– …Подходите, подходите, правоверные, покупайте дыни, лучшие дыни из долины!
– А вот кому лампы, миски, подсвечники, лучшая шамахинская медь, смотрите на узор – это настоящие бута[38]! Посмотри, почтеннейший, вот бута идут по краю, посмотри, вот обычные бута, а вот на этом блюде гравировка, да, Лейла и Маджнун, ай, ай, да, Лейла и Маджнун, да помилует их Всевышний, и по краю идут разлучные бута, отдам недорого, за пятьдесят дирхемов я сам купил это сокровище в самой Шамахе!..
Рынок орал тысячью голосов – площадь быстро отмыли, а люди позабыли о резне и ужасах еще быстрее. Уже через пару дней после того страшного утра на Большой базар закатили тележки феллахи и привели вереницы мулов купцы, пересидевшие все неприятности в караван-сараях.

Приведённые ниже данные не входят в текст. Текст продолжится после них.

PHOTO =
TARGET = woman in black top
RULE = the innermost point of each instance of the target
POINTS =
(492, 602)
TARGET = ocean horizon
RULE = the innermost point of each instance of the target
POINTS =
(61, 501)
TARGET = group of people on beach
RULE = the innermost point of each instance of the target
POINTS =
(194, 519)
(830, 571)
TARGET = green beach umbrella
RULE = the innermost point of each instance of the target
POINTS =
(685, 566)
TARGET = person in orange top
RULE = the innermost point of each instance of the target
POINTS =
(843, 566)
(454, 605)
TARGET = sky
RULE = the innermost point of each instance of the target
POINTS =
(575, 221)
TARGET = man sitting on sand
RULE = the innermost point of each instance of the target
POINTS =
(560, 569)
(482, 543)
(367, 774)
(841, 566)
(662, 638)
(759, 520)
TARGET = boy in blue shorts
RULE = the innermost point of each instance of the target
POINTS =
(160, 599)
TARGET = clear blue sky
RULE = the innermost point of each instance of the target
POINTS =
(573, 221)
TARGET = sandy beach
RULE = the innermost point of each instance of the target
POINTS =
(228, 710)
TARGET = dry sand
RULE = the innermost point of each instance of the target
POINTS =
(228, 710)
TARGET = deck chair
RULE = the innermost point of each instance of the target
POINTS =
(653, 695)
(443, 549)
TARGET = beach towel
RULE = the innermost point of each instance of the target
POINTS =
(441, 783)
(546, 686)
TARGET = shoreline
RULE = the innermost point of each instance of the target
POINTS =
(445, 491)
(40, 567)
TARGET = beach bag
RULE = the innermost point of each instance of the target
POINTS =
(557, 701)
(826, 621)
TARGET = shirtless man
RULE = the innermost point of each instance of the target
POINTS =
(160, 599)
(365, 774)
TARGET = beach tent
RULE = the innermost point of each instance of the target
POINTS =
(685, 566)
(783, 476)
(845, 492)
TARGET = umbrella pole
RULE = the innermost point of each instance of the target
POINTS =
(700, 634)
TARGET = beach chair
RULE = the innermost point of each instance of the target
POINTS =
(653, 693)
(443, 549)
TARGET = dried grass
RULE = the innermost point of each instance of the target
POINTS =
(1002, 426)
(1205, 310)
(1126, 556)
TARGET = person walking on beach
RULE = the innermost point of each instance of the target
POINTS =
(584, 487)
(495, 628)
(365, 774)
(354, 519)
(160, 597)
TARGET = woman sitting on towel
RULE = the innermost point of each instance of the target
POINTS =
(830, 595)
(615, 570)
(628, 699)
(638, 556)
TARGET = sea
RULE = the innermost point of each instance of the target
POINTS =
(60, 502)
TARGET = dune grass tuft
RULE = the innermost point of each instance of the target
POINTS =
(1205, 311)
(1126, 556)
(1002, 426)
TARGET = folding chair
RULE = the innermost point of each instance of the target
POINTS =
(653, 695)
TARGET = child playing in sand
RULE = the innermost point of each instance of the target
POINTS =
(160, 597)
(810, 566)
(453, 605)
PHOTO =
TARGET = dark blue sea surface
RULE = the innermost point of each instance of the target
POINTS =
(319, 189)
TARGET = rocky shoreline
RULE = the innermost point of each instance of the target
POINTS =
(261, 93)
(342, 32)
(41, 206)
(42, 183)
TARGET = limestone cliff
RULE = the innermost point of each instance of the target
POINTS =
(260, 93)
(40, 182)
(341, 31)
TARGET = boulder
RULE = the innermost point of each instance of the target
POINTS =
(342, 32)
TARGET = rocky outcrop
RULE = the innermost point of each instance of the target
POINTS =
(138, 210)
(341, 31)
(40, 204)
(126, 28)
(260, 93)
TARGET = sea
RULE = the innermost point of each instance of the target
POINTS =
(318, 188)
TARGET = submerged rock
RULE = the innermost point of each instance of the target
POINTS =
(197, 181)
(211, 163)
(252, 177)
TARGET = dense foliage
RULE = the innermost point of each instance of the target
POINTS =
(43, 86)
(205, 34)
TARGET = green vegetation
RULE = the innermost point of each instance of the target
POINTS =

У стены дворца, среди нищих, дервишей и других усталых путешественников притулились четверо феллахов – наглухо замотанная в серый нищенский хиджаб женщина и трое мужчин в такой же убогой тканине. Лица их закрывали повязанные от пыли и солнца грубые платки.
Вряд ли бы кто обратил внимание на сельских оборванцев, ждавших, видно, пока их удачливый родственник распродаст сельдерей и лук дворцовым поварам. Да и кому бы пришло в голову удивиться, увидев, что к ним вдруг присоединился пятый нищеброд – в такой же серой замызганной джуббе и никогда не стиранном платке.
– Твой человек – поистине кладезь премудрости, Зу-н-Нун, – усмехнулся Тарик, ибо пятым феллахом был конечно же он. – Он уже отыскал запись.
Дервиш покосился на сумеречника – платок закрывал тому пол-лица, так что непонятно было, шутит он или говорит серьезно.
– Отдай мне это, – Тамийа-химэ быстро выбросила руку в их сторону.
Тарик нагнулся и безропотно протянул женщине обрывок пергамента. Из-под его сдвинувшегося оборванного рукава показался широкий гравированный браслет и остро сверкнул на солнце.
Аураннка уткнулась в запись на клочке кожи.
– Тамийа, ашшаритская женщина, умеющая читать, – это диво, достойное базарного балагана, – фыркнул Тарик. – Нам нужно уйти отсюда.
– Нам пора, – согласилась хозяйка замка Сов и поднялась на ноги.
Вслед за ней поднялись и остальные: четверо мужчин и невысокая худенькая женщина направились к ведущим в Нижний город воротам.
Над ущельем в виду Лива ар-Рамля их уже ждали. Пятерых дервишей легко было узнать по остроконечным колпакам из верблюжьей шерсти. Шестой человек щеголял в небесно-голубой чалме и шелковом, расшитом золотыми антилопами Умейядов синем халате. Тарик фыркнул:
– О ибн Бадис! Ты как павлин среди куропаток. Тебе прислать еще одежд из твоих сундуков? Не то, смотри, мне придется их раздарить невольникам – парчовых халатов в твоих комнатах больше, чем смертный может сносить за всю свою недолгую жизнь!
Халаф ибн Бадис, в недавнем прошлом придворный астролог Бени Умейя, с достоинством поклонился и ответил:
– Я бежал из дворца в чем был, о князь Сумерек! Если бы недостойный раб надел любезные своему сердцу одежды суфия, его бы тут же схватила стража! А сейчас я вынужден носить этот халат из смирения – у здешних братьев не нашлось ни одного лишнего рубища!
По правде говоря, ибн Бадис лукавил. Во время бегства он сумел вывезти из дворца два тюка одежды и три ларца с золотом и камнями – а также любимого гуляма, подававшего ему по утрам полотенце, а по вечерам наливавшего вино в чашу. Нуштегин – так звали гуляма – сейчас стоял у него за спиной, и по его зеленой узорной рубашке из драгоценной ткани зинданчи сразу было видно, кто хранит ключи от сердца ибн Бадиса.
Мальчику едва исполнилось двенадцать, и его лицо дышало свежестью и сияло красотой. Рассказывали, что однажды к ибн Бадису пришел старый Умар, и Нуштегин, в ту пору еще совсем мальчик, подал главе Умейядов полотенце. Умар вытер руки, и, хотя они уже стали сухими, продолжал тереть их об полотенце, глядя на юного гуляма. Говорили, что Умейя предложил ибн Бадису две тысячи динаров за сей цветок цветков, но тот пал на колени и произнес такие стихи:
Подари меня любимому, от него не отвлеки,
Без меня он зачахнет от гнетущей тоски.